[发明专利]一种创制香禾糯新种质的方法

权利要求书

1.一种创制香禾糯新种质的方法，其特征在于：包括如下步骤：

1)选择基因芒长基因LOC_Os08g37890-RAE2和半矮秆基因LOC_Os01g66100-SD1的基因编辑位点，构建双基因双靶点的CRISPR/Cas9载体；

2)以水稻品种香禾糯地方品种苟岑告为遗传受体，将CRISPR/Cas9载体导入愈伤组织，通过抗性筛选和分化培养得到T₀代转基因植株；

3)通过扩增CRISPR/Cas9载体DNA片段检测所述T₀代转基因植株是否为阳性植株；

4)扩增突变株系T₀代阳性植株的靶位点DNA，TA克隆测序，筛选功能基因敲除的突变株系；

5)在T₀突变株系的自交后代中筛选芒长基因RAE2和半矮秆基因SD1发生纯合突变，且株高和芒长获得显著改善株系，即获得所需的香禾糯新种质。

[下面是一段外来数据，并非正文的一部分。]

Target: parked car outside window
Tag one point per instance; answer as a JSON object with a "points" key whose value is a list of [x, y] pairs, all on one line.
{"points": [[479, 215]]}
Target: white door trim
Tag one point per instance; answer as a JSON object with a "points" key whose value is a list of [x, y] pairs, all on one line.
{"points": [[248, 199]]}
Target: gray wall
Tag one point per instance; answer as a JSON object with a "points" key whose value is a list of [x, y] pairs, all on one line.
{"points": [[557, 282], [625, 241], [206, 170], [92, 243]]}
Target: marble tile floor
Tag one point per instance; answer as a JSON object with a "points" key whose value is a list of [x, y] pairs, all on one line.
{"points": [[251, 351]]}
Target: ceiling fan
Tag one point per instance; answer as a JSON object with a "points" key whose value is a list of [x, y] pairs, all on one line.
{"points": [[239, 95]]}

2.根据权利要求1所述的创制香禾糯新种质的方法，其特征在于：所述的芒长基因LOC_Os08g37890和半矮秆基因LOC_Os01g66100靶点接头分别引物为SG1和SG2，引物SG1和SG2的序列分别为5’-GCGAGGGCGTACGCGTACCAGGG-3’和5’-GAGCCATTCGTGTGGCCGAACGG-3’。

3.根据权利要求1所述的创制香禾糯新种质的方法，其特征在于：所述的构建双基因双靶点的CRISPR/Cas9载体的具体方式为，将所连接好的载体通过热激法转入大肠杆菌DH5α中，挑斑摇菌后抽提质粒，进行PCR扩增，测序确认载体无误后转入农杆菌EHA105感受态细胞中。

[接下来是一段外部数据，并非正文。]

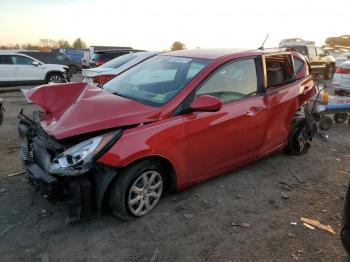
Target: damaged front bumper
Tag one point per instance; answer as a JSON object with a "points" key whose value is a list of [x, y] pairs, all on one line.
{"points": [[83, 193]]}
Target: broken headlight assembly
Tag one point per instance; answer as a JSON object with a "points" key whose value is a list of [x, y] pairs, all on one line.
{"points": [[79, 159]]}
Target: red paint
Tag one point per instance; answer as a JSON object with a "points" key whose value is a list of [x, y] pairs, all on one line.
{"points": [[199, 145]]}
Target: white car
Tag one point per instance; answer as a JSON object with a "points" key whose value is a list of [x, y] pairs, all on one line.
{"points": [[341, 59], [102, 74], [341, 78], [18, 68]]}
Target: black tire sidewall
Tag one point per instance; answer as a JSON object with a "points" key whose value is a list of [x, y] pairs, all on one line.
{"points": [[122, 184], [326, 123], [54, 74]]}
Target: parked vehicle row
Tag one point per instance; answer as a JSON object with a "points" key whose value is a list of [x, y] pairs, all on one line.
{"points": [[167, 123], [102, 56], [321, 62], [17, 68], [102, 74], [55, 58]]}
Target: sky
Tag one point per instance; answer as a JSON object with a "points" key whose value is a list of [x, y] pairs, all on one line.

4.根据权利要求1或3所述的创制香禾糯新种质的方法，其特征在于：所述的将CRISPR/Cas9载体导入愈伤组织包括：采用组织培养和农杆菌介导将CRISPR/Cas9载体导入愈伤组织。

5.根据权利要求4所述的创制香禾糯新种质的方法，其特征在于：采用组织培养和农杆菌介导将CRISPR/Cas9载体导入愈伤组织，包括：采用电击法转化农杆菌，将含有基因编辑系统的菌液转化到香禾糯地方品种苟岑告的愈伤组织中。

6.根据权利要求5所述的创制香禾糯新种质的方法，其特征在于：所述的通过抗性筛选和分化培养得到T0代转基因植株，包括：采用质量浓度为50mg/L潮霉素进行抗性筛选，通过共培养、预分化、生根获得再生组培苗，移栽到土壤中培养，即获得所述T0代转基因植株。

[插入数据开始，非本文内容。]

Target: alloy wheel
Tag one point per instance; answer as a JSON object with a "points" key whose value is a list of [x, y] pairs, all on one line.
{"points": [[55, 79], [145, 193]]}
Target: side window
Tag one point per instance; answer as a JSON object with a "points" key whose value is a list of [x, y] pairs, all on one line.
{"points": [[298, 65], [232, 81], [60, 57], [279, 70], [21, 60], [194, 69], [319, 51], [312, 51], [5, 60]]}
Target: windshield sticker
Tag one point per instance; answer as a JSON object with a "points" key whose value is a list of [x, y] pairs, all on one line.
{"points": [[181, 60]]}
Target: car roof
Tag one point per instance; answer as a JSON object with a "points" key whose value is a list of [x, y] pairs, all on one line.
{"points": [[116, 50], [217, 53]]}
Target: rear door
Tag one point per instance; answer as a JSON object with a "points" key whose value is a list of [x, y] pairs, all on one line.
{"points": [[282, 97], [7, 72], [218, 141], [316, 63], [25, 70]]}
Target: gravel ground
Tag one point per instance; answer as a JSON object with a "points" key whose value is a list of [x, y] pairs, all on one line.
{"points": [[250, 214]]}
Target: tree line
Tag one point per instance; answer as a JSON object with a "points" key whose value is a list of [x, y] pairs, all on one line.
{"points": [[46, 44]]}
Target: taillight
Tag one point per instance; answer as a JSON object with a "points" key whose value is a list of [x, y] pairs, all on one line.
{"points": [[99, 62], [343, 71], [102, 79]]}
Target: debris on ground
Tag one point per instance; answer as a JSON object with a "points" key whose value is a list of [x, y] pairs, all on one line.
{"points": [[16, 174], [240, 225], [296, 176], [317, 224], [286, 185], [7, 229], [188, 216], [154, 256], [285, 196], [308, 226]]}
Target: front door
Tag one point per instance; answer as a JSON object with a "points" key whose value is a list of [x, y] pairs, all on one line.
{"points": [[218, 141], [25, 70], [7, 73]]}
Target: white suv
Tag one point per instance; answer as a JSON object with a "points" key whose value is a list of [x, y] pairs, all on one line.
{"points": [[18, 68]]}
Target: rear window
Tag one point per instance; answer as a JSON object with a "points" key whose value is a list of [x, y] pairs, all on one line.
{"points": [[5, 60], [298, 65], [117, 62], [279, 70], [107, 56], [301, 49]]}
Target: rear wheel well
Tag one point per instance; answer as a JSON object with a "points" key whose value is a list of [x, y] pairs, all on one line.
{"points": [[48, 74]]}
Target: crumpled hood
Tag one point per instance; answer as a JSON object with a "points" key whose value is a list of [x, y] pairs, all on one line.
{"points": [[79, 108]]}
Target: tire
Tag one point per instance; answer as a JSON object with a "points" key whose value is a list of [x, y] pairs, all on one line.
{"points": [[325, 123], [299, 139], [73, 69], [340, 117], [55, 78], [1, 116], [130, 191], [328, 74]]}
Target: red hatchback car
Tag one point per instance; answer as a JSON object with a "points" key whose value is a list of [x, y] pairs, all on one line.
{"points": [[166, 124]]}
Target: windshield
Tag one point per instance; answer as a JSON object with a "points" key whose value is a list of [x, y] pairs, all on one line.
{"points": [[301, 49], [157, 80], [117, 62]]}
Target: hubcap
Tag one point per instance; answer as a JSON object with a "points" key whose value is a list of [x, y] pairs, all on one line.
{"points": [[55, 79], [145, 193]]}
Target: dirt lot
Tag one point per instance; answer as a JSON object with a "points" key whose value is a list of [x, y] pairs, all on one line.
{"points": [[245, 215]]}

7.根据权利要求1所述的创制香禾糯新种质的方法，其特征在于：筛选功能基因敲除的突变株系，并且扩增突变株系的靶位点DNA，包括：取成活再生苗的叶片，抽提叶片组织DNA，通过载体引物Cas9-F和Cas9-R进行阳性植株鉴定，同时分别在LOC_Os08g37890和LOC_Os01g66100靶序列两侧设计扩增引物RAE2-F和RAE2-R，SD1-F和SD1-R来扩增测序筛选获得目标基因编辑信息。

8.根据权利要求7所述的创制香禾糯新种质的方法，其特征在于，扩增条件为：94℃预变性5min，95℃变性30s，57℃退火30s，68℃延伸1.5min，32个循环，1％琼脂糖凝胶电泳检测PCR产物。

9.根据权利要求1-8任意一项所述的创制香禾糯新种质的方法，其特征在于：在后代中筛选RAE2和SD1纯合突变且株高和芒长获得显著改善株系，包括：将T0代突变的LOC_Os08g37890和LOC_Os01g66100基因双靶点材料，连续自交获得T2代种子，种植获得T2代植株，提取DNA用引物RAE2-F和RAE2-R，SD1-F和SD1-R来扩增测序筛选获得纯合突变体株系。

10.根据权利要求1-9中任一项所述的创制香禾糯新种质的方法，其特征在于，所述方法还包括：田间农艺形状测定株高显著降低，且芒长显著改善的株系。